Collision sur la 155 : une conductrice condamnée après une tentative de suicide-par-camion | Une femme de 43 ans a plaidé coupable à des accusations de conduite dangereuse et de conduite avec les facultés affaiblies, mardi, au palais de justice de La Tuque. L’affaire fait suite à une violente collision survenue en février 2024 sur la route 155, en Haute-Mauricie, alors que la conductrice aurait volontairement provoqué l’accident dans une tentative de mettre fin à ses jours.
L’événement avait suscité l’intervention du Bureau des enquêtes indépendantes (BEI), après que le véhicule de l’accusée ait été capté à 126 km/h par un policier de la Sûreté du Québec, qui a tenté de l’intercepter. Quelques instants plus tard, l’automobiliste percutait un camion lourd qui roulait à basse vitesse, provoquant un impact violent au niveau de la roue avant gauche du camion. Projetée hors de son véhicule, la conductrice a subi d’importantes blessures. L’enquête a révélé qu’elle avait atteint une vitesse de plus de 170 km/h et présentait un taux d’alcool supérieur à la limite légale.
Le conducteur du camion, heureusement indemne, aurait tenté d’éviter le choc, en vain.

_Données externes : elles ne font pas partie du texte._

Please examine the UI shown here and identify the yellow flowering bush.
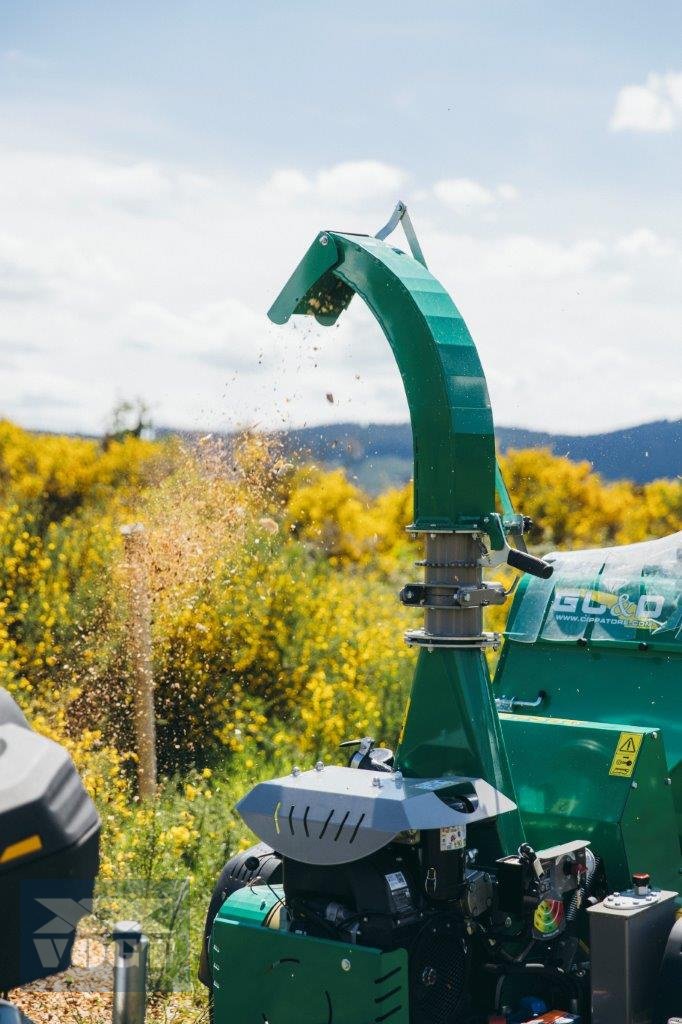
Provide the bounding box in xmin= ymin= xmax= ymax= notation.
xmin=0 ymin=423 xmax=682 ymax=1015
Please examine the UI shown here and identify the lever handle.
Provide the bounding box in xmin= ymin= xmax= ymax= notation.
xmin=507 ymin=548 xmax=554 ymax=580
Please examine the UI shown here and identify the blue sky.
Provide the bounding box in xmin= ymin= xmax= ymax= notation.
xmin=0 ymin=0 xmax=682 ymax=432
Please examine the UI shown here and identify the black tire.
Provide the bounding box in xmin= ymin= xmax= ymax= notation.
xmin=199 ymin=843 xmax=282 ymax=995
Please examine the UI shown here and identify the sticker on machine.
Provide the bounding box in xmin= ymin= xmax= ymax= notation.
xmin=608 ymin=732 xmax=644 ymax=778
xmin=440 ymin=825 xmax=467 ymax=853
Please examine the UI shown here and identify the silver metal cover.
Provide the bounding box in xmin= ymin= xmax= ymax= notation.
xmin=237 ymin=766 xmax=516 ymax=864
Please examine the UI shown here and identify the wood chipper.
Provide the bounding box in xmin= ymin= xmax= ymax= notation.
xmin=202 ymin=204 xmax=682 ymax=1024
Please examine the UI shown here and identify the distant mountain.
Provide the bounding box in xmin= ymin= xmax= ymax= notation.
xmin=272 ymin=420 xmax=682 ymax=494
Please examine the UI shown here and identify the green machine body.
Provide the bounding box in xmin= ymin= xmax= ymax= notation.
xmin=495 ymin=534 xmax=682 ymax=890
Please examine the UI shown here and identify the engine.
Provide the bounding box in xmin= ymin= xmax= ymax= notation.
xmin=206 ymin=741 xmax=598 ymax=1024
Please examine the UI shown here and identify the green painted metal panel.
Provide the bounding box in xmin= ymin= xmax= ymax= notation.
xmin=499 ymin=532 xmax=682 ymax=656
xmin=218 ymin=886 xmax=284 ymax=925
xmin=211 ymin=886 xmax=410 ymax=1024
xmin=269 ymin=231 xmax=496 ymax=529
xmin=500 ymin=714 xmax=682 ymax=891
xmin=269 ymin=231 xmax=523 ymax=856
xmin=396 ymin=649 xmax=524 ymax=858
xmin=495 ymin=534 xmax=682 ymax=844
xmin=495 ymin=641 xmax=682 ymax=842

Une sentence comprenant une amende de 1000$, un don de 200$, 240 heures de travaux communautaires, une probation de trois ans et une interdiction de conduire d’un an a été retenue par le juge Simon Ricard. Celui-ci a souligné la détresse de la femme, tout en rappelant que ce genre de comportement pouvait avoir de lourdes conséquences pour d’autres usagers de la route, notamment les camionneurs.

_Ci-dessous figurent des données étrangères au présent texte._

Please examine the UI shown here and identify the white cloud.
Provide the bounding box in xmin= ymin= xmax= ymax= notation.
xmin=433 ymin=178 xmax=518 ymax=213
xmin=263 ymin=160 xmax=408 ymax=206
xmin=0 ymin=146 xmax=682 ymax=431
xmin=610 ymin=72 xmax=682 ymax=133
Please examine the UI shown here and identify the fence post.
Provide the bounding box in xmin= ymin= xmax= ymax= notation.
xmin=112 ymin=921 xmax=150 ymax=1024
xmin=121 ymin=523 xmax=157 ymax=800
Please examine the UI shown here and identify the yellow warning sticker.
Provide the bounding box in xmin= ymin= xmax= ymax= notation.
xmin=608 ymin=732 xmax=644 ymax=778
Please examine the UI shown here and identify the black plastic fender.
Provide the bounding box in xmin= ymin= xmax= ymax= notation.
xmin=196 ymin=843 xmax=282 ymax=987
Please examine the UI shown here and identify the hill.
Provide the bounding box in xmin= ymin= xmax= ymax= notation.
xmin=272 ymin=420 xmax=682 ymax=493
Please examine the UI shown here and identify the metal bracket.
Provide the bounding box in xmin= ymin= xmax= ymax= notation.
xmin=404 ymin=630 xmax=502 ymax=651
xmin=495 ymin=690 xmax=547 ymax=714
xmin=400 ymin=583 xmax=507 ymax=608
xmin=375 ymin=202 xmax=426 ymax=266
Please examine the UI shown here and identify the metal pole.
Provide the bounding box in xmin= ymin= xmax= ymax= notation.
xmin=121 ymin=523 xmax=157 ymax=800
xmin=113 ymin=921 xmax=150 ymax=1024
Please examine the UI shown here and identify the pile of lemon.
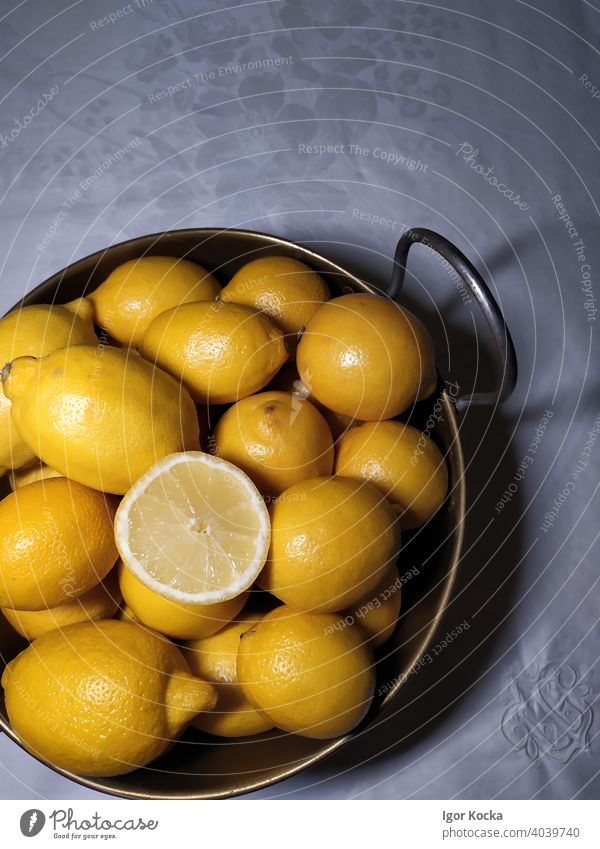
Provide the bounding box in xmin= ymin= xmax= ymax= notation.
xmin=0 ymin=250 xmax=448 ymax=775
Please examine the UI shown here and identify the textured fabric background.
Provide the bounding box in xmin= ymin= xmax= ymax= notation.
xmin=0 ymin=0 xmax=600 ymax=798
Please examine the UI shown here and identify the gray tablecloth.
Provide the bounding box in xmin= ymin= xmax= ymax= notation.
xmin=0 ymin=0 xmax=600 ymax=799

Des mois après l’accident, la femme a pris la parole sur les réseaux sociaux pour tenter de retrouver le camionneur impliqué, exprimant son désir de lui parler et de lui faire savoir qu’elle allait mieux.
Suicide-par-camion : Conséquences chez les camionneurs
Dans la foulée, Marc Cadieux, PDG de l’Association du camionnage du Québec (ACQ), a souligné que ce type d’événement peut avoir des répercussions psychologiques importantes sur les chauffeurs. Selon lui, les séquelles laissées par de tels accidents sont bien réelles, et certains camionneurs peuvent développer un stress persistant. Il estime aussi que, malheureusement, le camion est parfois utilisé à tort comme cible dans des gestes désespérés.
Les suicides impliquant des camions lourds, bien que peu souvent abordés publiquement, représentent une réalité troublante pour plusieurs camionneurs. Ces gestes désespérés laissent des séquelles psychologiques profondes chez les chauffeurs, même lorsqu’ils n’ont commis aucune faute. Des études ont déjà démontré que les conducteurs professionnels touchés par ce type d’événement peuvent développer des symptômes de stress post-traumatique, de l’anxiété persistante ou même une incapacité à reprendre le volant.
Pour soutenir les membres de l’industrie touchés par de tels drames, SSPT Camionneurs offre une écoute, du soutien moral et des ressources concrètes. L’organisme sensibilise au bien-être mental dans le secteur du transport routier et encourage les camionneurs à briser le silence autour de la détresse psychologique. Les entreprises de transport sont invités à suivre une formation sur les meilleures approches envers les chauffeurs qui vivent des cas d’accident.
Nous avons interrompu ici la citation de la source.